Syria’s request for military transport equipment to move chemical weapons materials out of the country will be reportedly turned down by the West as the desired hardware could potentially be used against the rebels, according to a media report.
Syria’s President Bashar Assad's administration submitted a list of transport equipment it believes it will need to safely move the chemical weapons materials via road convoys from Damascus to the coast through the conflict zone, where it can then be transported out of the country, diplomats told Reuters.
Two of the Western governments referred to the submission as a “long shopping list,” arguing that it will be denied since the equipment could be used to help Assad forces in the civil war.
"There is no way that the regime will be supplied with equipment that could be used by the army to kill more innocent Syrians," Reuters quoted one diplomat, whose government could block any consensus of the international watchdog responsible for the destruction of Syria's chemical weapons, Organisation for the Prohibition of Chemical Weapons (OPCW). "It's not going to happen."
According to the sources, Syria requested dozens of armored vehicles, generators and field kitchens to transport 1,300 tonnes of chemicals to the Mediterranean port of Latakia to comply with the UN deal to eliminate chemical weapons in the country.
Syria also asked for new communications links between Damascus and the coastal towns, arguing that it needed secured roads to move the chemical materials, as the rebels threaten the area in between the capital and the Mediterranean coast.
A second diplomat from another Western power confirmed to Reuters that Syria “will not get it from us and I don't think the UN, or EU which has applied sanctions, will do so either."

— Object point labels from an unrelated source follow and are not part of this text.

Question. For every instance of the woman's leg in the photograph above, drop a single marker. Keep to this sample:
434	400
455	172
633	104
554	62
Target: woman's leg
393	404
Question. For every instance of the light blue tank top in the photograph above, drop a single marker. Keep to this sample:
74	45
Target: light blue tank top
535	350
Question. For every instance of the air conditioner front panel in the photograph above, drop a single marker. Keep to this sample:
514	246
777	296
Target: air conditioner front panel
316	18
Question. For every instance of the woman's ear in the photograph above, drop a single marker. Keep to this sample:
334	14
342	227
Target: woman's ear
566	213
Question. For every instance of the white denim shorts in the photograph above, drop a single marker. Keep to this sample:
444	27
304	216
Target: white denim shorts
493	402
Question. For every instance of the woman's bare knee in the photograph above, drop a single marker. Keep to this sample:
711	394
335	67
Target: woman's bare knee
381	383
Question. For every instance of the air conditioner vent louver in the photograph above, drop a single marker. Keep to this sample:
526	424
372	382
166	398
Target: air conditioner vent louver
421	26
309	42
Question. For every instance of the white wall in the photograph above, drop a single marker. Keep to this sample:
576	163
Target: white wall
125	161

Western powers expressed confidence that Syria is able to transport chemical materials without the additional equipment.
One of the sources clarified that the West might review a revised list for possible approval, to include equipment such as flatbed trucks with the condition that they will be moved out of Syria along with the chemical weapons.
The Syrian foreign ministry has not made a comment so far and it remains unclear whether the decision will affect the timetable for chemical weapons destruction. If refused by the OPCW, Syria could potentially turn to Russia with the request.
Syrian President Bashar Assad agreed to hand over his country’s chemical arms for destruction under the terms of a US-Russian agreement brokered in September.
At the end of October, the OPCW said that Syria's entire declared stock of chemical weapons had been placed under seal. The organization admitted that Damascus has complied with the watchdog’s requirement for the complete elimination of chemical weapons and production units in Syria before November 1.
Major sponsors of the agreement would like to see most of the chemical materials out of the country by December, according to a draft agreement seen by Reuters.
The next interim deadline is November 15, which is supposed to produce a detailed plan for how Syria will remove or destroy the toxins, chemical weapons and "precursor" materials that can be used to make poisons, by a target finish date of mid-2014.
The location of where the chemical weapons that cannot be destroyed in Syria might be relocated to is still being debated, with Albania remaining as one of the possibilities.